Friday, November 04, 2005

Flashback Friday!

Memories. All alone in the moonlight...
Seriously. I was all alone in the moonlight. My mom left me outside all by myself late at night when I was 3. She was really pissed off cause I was throwing a temper tantrum and threw me out on the porch. I'm sure it was only for a few minutes, but it seemed like all night to me. This was shortly after I ran with a lollipop in my mouth and I fell and the stick went through the roof of my mouth, missing my brain by 1 and 1/4 centimeters. If it had hit my brain, I would have died. I can see my gravestone now. It would probably say "There's a sucker born everyday. And one killed by a sucker occasionally. Here lies Chris, killed by a lollipop." I digress. I just remember my mouth and head were so sore and my mom stuck me out on the porch where I screamed bloody murder til the next-door neighbor complained. Then I went inside where my mom gave me a dose of paregoric and knocked me out. For those who are too young to remember, paregoric was a strong narcotic, popular in the 40's and 50's for teething pain, colic and anything else that made babies cry. It shut them up. Really fast.

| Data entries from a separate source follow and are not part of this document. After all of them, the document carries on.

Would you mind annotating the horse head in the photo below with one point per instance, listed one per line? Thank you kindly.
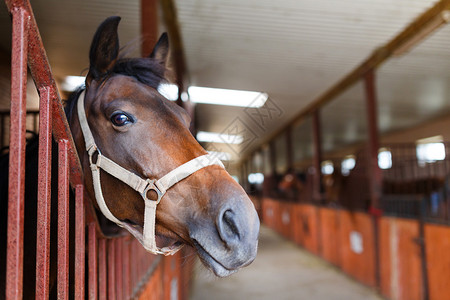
(148, 135)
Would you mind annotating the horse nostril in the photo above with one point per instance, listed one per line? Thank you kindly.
(227, 227)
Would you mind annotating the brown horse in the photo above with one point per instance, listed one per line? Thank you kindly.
(148, 135)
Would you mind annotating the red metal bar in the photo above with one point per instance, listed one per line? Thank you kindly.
(80, 242)
(92, 260)
(111, 270)
(317, 157)
(126, 267)
(41, 71)
(375, 173)
(14, 264)
(63, 220)
(149, 25)
(289, 148)
(119, 270)
(133, 262)
(44, 196)
(102, 275)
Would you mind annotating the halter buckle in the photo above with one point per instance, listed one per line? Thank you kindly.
(151, 186)
(91, 151)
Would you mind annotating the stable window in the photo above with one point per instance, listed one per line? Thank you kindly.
(347, 164)
(430, 150)
(327, 167)
(384, 159)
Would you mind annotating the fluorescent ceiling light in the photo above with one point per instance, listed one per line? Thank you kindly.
(225, 156)
(169, 91)
(226, 97)
(214, 137)
(71, 83)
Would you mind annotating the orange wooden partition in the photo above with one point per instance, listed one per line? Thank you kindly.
(154, 288)
(400, 261)
(329, 235)
(306, 230)
(269, 212)
(285, 219)
(359, 263)
(437, 241)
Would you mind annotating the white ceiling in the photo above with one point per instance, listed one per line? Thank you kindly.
(292, 50)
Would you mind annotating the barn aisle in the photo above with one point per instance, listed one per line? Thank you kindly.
(281, 271)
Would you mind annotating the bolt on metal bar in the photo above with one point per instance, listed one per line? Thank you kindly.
(14, 264)
(44, 197)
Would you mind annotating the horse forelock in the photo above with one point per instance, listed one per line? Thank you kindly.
(146, 70)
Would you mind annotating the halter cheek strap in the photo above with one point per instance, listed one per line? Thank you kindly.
(142, 186)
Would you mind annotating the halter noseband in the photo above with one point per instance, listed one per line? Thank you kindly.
(142, 186)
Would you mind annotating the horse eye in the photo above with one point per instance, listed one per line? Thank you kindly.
(120, 119)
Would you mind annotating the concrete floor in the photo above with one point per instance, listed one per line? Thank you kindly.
(281, 271)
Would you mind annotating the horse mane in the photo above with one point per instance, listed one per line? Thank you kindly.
(146, 70)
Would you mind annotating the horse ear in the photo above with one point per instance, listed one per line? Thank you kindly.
(104, 49)
(161, 50)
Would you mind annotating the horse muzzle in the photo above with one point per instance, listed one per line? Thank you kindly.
(231, 242)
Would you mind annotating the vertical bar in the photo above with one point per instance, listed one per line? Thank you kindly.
(102, 276)
(149, 25)
(134, 263)
(2, 130)
(289, 149)
(374, 171)
(79, 242)
(126, 267)
(35, 122)
(44, 197)
(92, 260)
(14, 264)
(63, 219)
(111, 270)
(119, 270)
(317, 157)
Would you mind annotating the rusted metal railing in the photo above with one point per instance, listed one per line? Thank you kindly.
(117, 268)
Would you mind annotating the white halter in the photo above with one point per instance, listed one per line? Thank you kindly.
(142, 186)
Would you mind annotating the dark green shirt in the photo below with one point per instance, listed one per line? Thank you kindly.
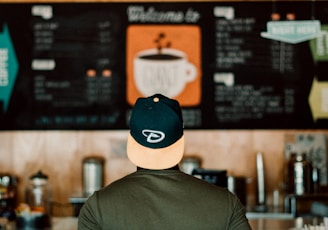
(162, 199)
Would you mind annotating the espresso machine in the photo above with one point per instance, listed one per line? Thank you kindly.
(8, 196)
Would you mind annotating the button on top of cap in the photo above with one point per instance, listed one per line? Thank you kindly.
(156, 99)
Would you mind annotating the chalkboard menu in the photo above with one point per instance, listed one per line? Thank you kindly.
(231, 65)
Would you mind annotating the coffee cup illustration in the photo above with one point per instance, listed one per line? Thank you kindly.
(166, 72)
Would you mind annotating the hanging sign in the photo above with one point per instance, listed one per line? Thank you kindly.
(292, 31)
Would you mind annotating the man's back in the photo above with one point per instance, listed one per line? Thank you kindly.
(162, 199)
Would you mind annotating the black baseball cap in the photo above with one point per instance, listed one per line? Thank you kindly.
(156, 139)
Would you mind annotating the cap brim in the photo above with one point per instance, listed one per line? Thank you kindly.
(150, 158)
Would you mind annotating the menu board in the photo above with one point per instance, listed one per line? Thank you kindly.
(231, 65)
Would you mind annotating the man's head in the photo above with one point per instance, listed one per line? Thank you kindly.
(156, 139)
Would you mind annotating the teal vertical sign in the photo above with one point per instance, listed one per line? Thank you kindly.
(8, 67)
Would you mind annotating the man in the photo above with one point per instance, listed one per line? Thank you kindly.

Movin' on up, to the Eastside....

Okay, so we've rented this condo in Fountaingrove until our own condo in Windsor is completed. Fountaingrove is the so-called "wealthy" part of town. Homes are over a million dollars, with quite a few costing closer to 2 million and a few for even more. So, I'm living in the poor part of Fountaingrove, if that makes sense. And everyone in this complex is retired. My son said they should have named it Stonefield Retirement Community. It's great, though, to see all of these seniors out playing tennis and golf--we're right across the street from the tennis court and can see the golf course right beyond that. We're probably the LEAST active people here as well as being the youngest.
ANYHOW---this condo is drop-dead gorgeous and I'm scared to death we'll ruin it with our 19 year old slob--I mean, son--and our 2 dogs and 1 cat. It's completely furnished with all new mission style furniture and looks professionally decorated. AAARGH. It's got 2 master suites that are to die for. It's all done in a Tuscan style---we're in wine country, after all--and there's a gorgeous mural on the breakfast nook wall. The colors are fabulous--different shades of gold, eggplant and persimmon on the walls. And the linens and towels are super luxurious--when I said completely furnished, I meant COMPLETELY. Linens, dishes, even soap dishes. It's like walking into a 5 star hotel. Everything is beautiful. God knows it should be for $2500 a month! I hope it still is when we leave!